In Beyond The Music, Ellen Daniels is stuck in Canada, far from her high school friends and her boyfriend, Ned, in Indiana. Not only is she far from home but she is living in an industrial area with no friends, no money , and only her parents for company. Ellen dreams of going back to Indiana, of marrying Ned, and of a home, children, and a “normal” life.
Then two major events happen: Ned breaks up with her and Jack, with his intense blue eyes, enters her life. Smitten with Jack, Ellen has a choice to make. Should she cast her lot with the mysterious Jack or try to recapture her dream of normality?
Theme of the Book
This is a romance that teaches a lesson. Sometimes the things we dream of, that we are sure we want, are not really the things that will make us happy.

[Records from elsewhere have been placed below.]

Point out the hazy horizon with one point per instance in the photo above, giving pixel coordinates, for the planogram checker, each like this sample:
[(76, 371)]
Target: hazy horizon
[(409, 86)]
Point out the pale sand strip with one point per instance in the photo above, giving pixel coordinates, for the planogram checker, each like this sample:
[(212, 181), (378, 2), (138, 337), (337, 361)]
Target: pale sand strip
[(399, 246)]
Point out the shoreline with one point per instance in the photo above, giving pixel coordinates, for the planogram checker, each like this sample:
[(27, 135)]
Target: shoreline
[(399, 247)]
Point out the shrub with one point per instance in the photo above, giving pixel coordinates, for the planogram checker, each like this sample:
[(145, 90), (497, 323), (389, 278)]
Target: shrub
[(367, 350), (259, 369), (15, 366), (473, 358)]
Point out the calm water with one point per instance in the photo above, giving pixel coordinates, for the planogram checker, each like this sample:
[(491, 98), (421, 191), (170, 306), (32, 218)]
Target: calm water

What I Liked About the Story
In Beyond The Music, Ellen’s story takes place in 1966, the heyday of the counterculture in both the US and Canada. Ellen is surrounded by hippies and by draft resistors protesting the war in Viet Nam. She is also living with some of the best of 20th century popular music. Ms. Brown takes full advantage of the setting and has filled her novel with references to classic rock music from the Beatles to the Rolling Stones, Elvis, and Bob Dylan, and to the enthusiasm with which the groups were followed by their adoring fans. This is a perfect way to evoke the atmosphere of the 1960s. Ms. Brown also paints a picture of “normal” life: of those young people who are uninterested in politics or revolution and who are still dreaming the dreams of the 1950s, albeit with color television and dishwashers. These are the young people who got lost in the media coverage of hippy culture and anti-war protests.

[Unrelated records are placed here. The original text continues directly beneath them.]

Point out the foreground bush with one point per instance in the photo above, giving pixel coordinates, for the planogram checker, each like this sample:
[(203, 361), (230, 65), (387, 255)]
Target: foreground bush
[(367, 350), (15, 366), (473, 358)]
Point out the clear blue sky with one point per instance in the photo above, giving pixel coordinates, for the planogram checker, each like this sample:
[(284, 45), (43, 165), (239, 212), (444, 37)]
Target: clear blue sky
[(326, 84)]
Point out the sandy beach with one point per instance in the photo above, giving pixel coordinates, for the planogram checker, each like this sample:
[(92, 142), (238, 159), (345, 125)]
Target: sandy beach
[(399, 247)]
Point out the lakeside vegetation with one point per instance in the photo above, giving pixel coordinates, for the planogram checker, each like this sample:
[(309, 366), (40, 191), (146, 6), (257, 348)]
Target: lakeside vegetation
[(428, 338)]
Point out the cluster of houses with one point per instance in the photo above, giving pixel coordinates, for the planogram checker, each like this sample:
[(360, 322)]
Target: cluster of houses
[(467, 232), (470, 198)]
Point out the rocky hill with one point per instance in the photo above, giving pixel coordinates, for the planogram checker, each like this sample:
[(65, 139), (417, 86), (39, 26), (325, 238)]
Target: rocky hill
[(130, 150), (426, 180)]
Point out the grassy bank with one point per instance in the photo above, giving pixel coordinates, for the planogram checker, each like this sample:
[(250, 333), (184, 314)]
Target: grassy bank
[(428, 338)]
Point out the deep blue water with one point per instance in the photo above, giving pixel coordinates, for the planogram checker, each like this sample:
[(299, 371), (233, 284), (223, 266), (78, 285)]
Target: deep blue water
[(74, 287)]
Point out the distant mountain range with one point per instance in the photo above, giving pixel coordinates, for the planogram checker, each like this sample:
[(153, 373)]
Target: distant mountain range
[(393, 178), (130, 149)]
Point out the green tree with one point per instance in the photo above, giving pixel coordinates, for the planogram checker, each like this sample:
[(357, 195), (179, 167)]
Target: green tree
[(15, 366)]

Ellen is definitely a dreamer. Not only does she dream of a perfect future with Ned, but also has room in her lively imagination for convoluted theories about Jack. Is he an escaped convict? Did he murder his uncle? Ellen isn’t very good at the practicalities of life. She isn’t able to make friends but does manage to flirt. She can’t manage to pay for college, but never looks for a job. In one scene, Ellen eats some brownies laced with hashish and only seems more like herself. Her fears for the future are heightened but are always there.
Jack is the mystery man: attractive, attentive, yet secretive. The reader will figure out Jack’s real identity without trouble, but Ellen seems oblivious.
The secondary characters in Beyond The Music are quite believable. Ellen’s father isn’t much of a businessman and her mother is long-suffering but faithful. They obviously love and worry about Ellen though they can’t give her the financial support she needs. Her girlfriends are very typical of the time and the reader can watch them change as they move from high school to university. Ned is a real bore and obviously won’t be able to hold a candle to Jack.
What I Didn’t Like About the Story
I enjoyed Beyond The Music but would have like it more had the author bothered to check the final product for language mistakes. There are shifts in verb tense from past to present in the same paragraph and seemingly without reason. The misuse of commas and semicolons is rife throughout the story. There are places where words are left out, or added, or repeated as if the author couldn’t quite decide which word she wanted. To me, this throws a shadow over the whole book. An author who expects readers to pay for a book should at least have the manuscript checked. This lackadaisical approach to writing damages the reputation of all independent authors.
Beyond The Music is a fairly typical romance but set in a very interesting time. The story is entertaining and once the manuscript has been through the hands of a competent proof-reader, it should please fans of romance.